Dec 6 Babri Masjid Demolition in Ayodhya – a day of celebration?

Babri Masjid was a mosque in Ayodhya built in 1528-29 by Mir Baqi, a general of the Mughal Emperor Babur. The mosque is believed to be built on the lands which earlier had a Ram Temple. This has been a contentious issue at least since the 19th century and it reached a fervor pitch during the 1980s and the early 1990s. Following LK Advani’s Rath Yatra, a momentum was created against the Babri Masjid and the yatra was galvanized many Hindus to revolt against Babri Masjid.

Old photo of Babri Masjid which was demolished on 6 Dec 1992.

On the fateful day on December 6th, 1992, a rally conducted by the Vishwa Hindu Parishad and other like-minded organizations including the BJP in Ayodhya turned violent which resulted in the destruction of the Babri Masjid. The destruction of the Babri Masjid led to communal clashes throughout the country over the next couple of years and the country has not fully healed from the wounds of those wounds. Every year, 6th December would induce the Government to be extra cautious to maintain the status quo.

The demolition of the Babri Masjid led to several lawsuits and the verdict was issued on 30th September 2022 which acquitted all the 32 accused in the case, including former deputy prime minister L.K. Advani, former Union ministers Murli Manohar Joshi and Uma Bharti, former Uttar Pradesh chief minister Kalyan Singh. In addition to the acquittal, the Court also awarded the disputed land to build a temple for Hindu deity Ram, as it is believed to be his birthplace, even though the court agreed that the destruction of the Babri Masjid was illegal.

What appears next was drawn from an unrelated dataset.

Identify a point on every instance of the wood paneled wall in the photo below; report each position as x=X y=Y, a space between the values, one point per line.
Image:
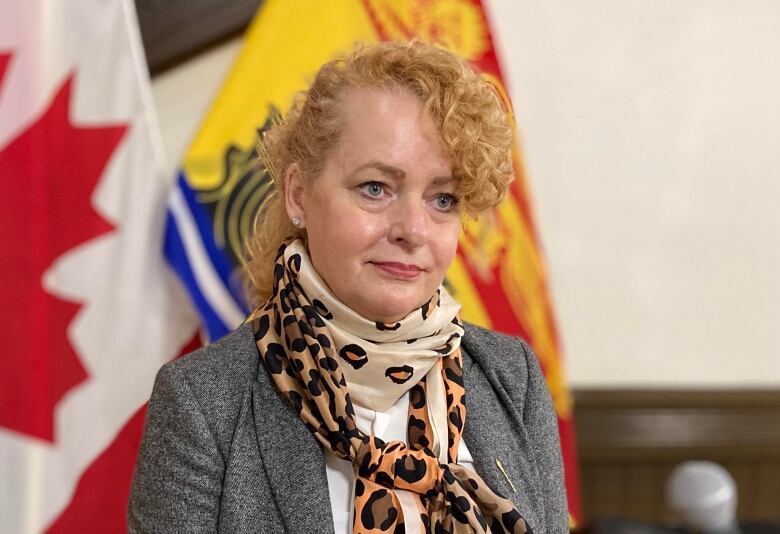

(Left to Right) Vinay Katiyar, L.K. Advani, Uma Bharti, Murli Manohar Joshi, and Kalyan Singh.

The hope of the end.

Although Muslims and certain sections of the centrists were not satisfied with the verdict, the hope was that the polarization of Hindus and Muslims would come to an end, as the Ram temple will be built. But that hope went in vain as the communal agenda picked up pace after that. The right-wing ecosystem spreads hatred in society every other day and the claims of love jihad, population explosion, economic boycott of Muslims etc can be heard every other day.

The recently concluded Gujarat elections too became a religious affair when Narendra Modi went on the offensive for a wry comment from Congress president Mallikarjun Kharge, where he criticized the fact that Narendra Modi becomes the poster boy for every single election in the country even if it is the local panchayat elections during which he questioned whether Modi has 100 heads like Ravana because he can be seen everywhere.

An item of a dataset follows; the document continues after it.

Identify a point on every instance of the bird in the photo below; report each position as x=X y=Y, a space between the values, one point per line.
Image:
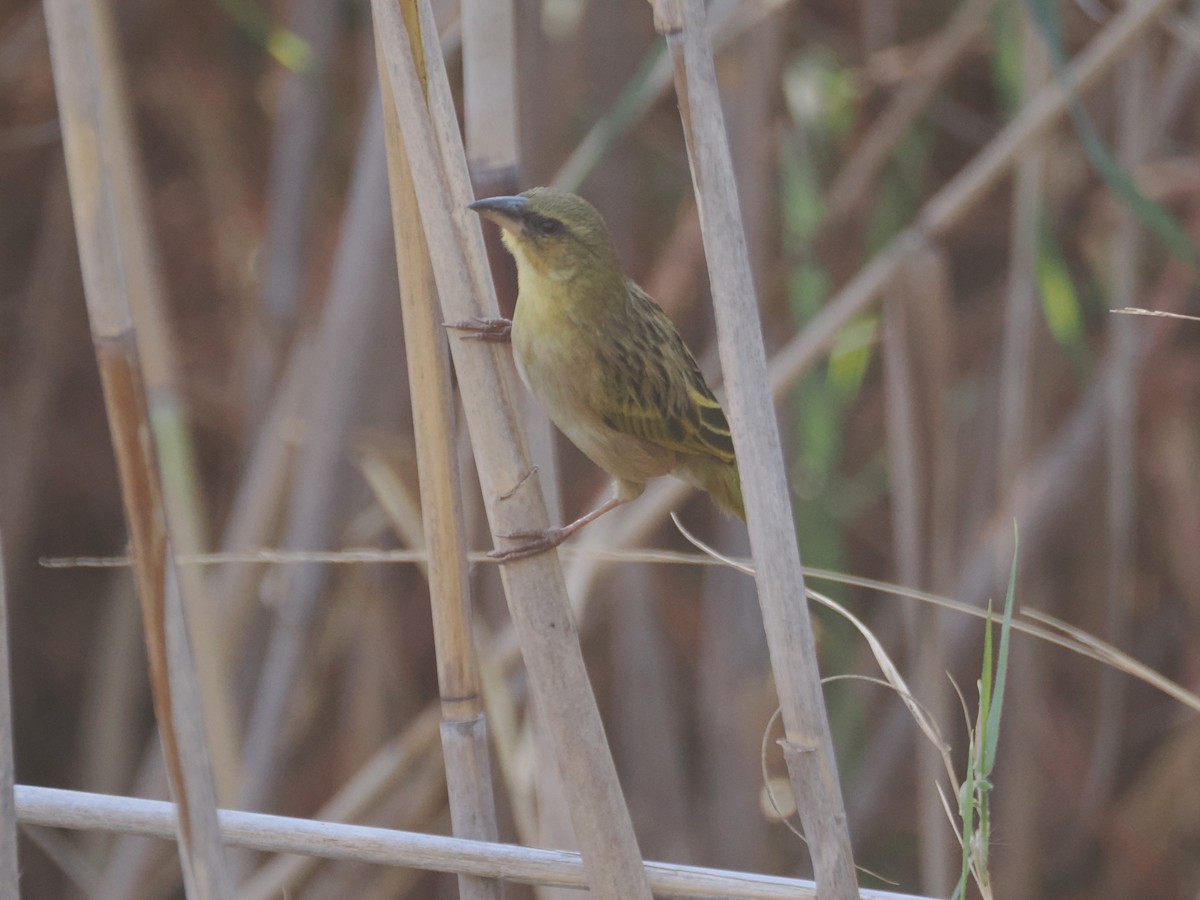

The laws such as CAA which are dubbed draconian laws by its opposers have been implemented which categorically treats Muslim refugees differently. There is a fear among Muslims that with the implementation of NRC, Muslims will be detained in detention camps, which are like the ones built in Assam. The Uttar Pradesh Assembly elections of 2022 was dubbed as the election between 80% and 20% implying the 80% Hindus of the state and 20% Muslims.

Why celebrate December 6?

Now that the demolition of the Babri Masjid completes 30 years (1992-2022), Vishwa Hindu Parishad leaders such as Sadhvi Prachi and the BJP supporters such as Arun Yadav among many others have been making calls openly to celebrate the demolition of Babri Masjid on 6th December 1992. Posts like this didn’t even attempt subtlety.

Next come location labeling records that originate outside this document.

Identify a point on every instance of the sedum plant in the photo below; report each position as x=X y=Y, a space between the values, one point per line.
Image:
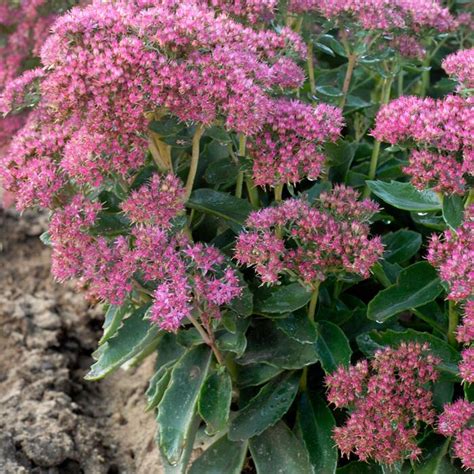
x=274 y=201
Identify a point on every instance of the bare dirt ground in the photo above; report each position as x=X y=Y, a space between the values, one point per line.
x=51 y=420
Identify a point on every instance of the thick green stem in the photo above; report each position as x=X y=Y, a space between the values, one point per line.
x=253 y=193
x=374 y=160
x=453 y=323
x=311 y=312
x=279 y=192
x=351 y=62
x=310 y=63
x=194 y=160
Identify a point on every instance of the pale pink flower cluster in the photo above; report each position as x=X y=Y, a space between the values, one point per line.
x=110 y=65
x=309 y=242
x=288 y=148
x=388 y=399
x=443 y=130
x=460 y=65
x=456 y=420
x=180 y=276
x=453 y=256
x=253 y=10
x=385 y=15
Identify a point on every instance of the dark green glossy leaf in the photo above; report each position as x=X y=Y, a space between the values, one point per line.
x=359 y=467
x=214 y=401
x=222 y=457
x=266 y=344
x=298 y=327
x=316 y=424
x=252 y=375
x=220 y=204
x=177 y=408
x=374 y=340
x=278 y=448
x=453 y=210
x=401 y=245
x=417 y=285
x=332 y=346
x=134 y=336
x=266 y=408
x=405 y=196
x=281 y=299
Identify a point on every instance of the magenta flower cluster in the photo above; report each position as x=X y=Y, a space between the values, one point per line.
x=443 y=132
x=308 y=241
x=385 y=15
x=287 y=149
x=179 y=276
x=388 y=399
x=456 y=420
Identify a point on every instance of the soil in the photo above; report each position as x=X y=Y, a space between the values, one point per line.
x=51 y=420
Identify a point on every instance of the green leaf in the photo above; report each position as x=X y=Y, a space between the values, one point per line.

Archive Link to Ankit Pandey’s tweet

Archive Tweet to Arun Yadav’s Tweet

A twitter trend #हर_घर_भगवा was created just for the occasion which calls for every Hindu or every Sanatani to celebrate the day, though it is called as the day of the ‘Bhagwa’, the saffron flag of the right-wing organizations. The day is now going to be celebrated to taunt Muslims and even a passive comment against such practices would be termed ‘anti-Hindu’, fearing which no political party had condemned such calls for celebration.

Some of the tweets using the hashtag can be seen here, here, here, here, here, here, here, here and here.

What is the saturation point?

There is no clear answer to the question of when the right-wing political rhetoric would reach the tipping point and so far, the trend for the BJP has only been upward with no signs of slowing down. The main political opponent Congress is still trying to get a foot hold to stabilize their continuous decline in electoral fortunes and there seems to be a no strong political alternative to the BJP, which BJP had carefully engineered by weakening all regional parties. The Aam Aadmi Party (AAP) is coming off the blocks quite fast but ideologically they have not opposed the BJP in any important issue and have almost always maintained ‘strategic silence’.

Can India ever become Cosmopolitan?

The celebratory calls for the demolition of Babri Masjid and the continuous rise of BJP in every election in the past 8 to 10 years in addition to other communal rhetoric, has there been a collapse of civic morality among the people, and do they vote only on religious grounds?

This question is important as being cosmopolitan is considered as one of the greatest ideals that a community or a city or a country should strive to achieve but the country is getting divided more and more on religious and caste lines in recent times, and the rhetoric that India should be a ‘Hindu’ country is gaining ground. Being a truly cosmopolitan state would ensure that the country would be devoid of enmity between different communities, and one can’t help but wonder if we would ever achieve that elusive tag.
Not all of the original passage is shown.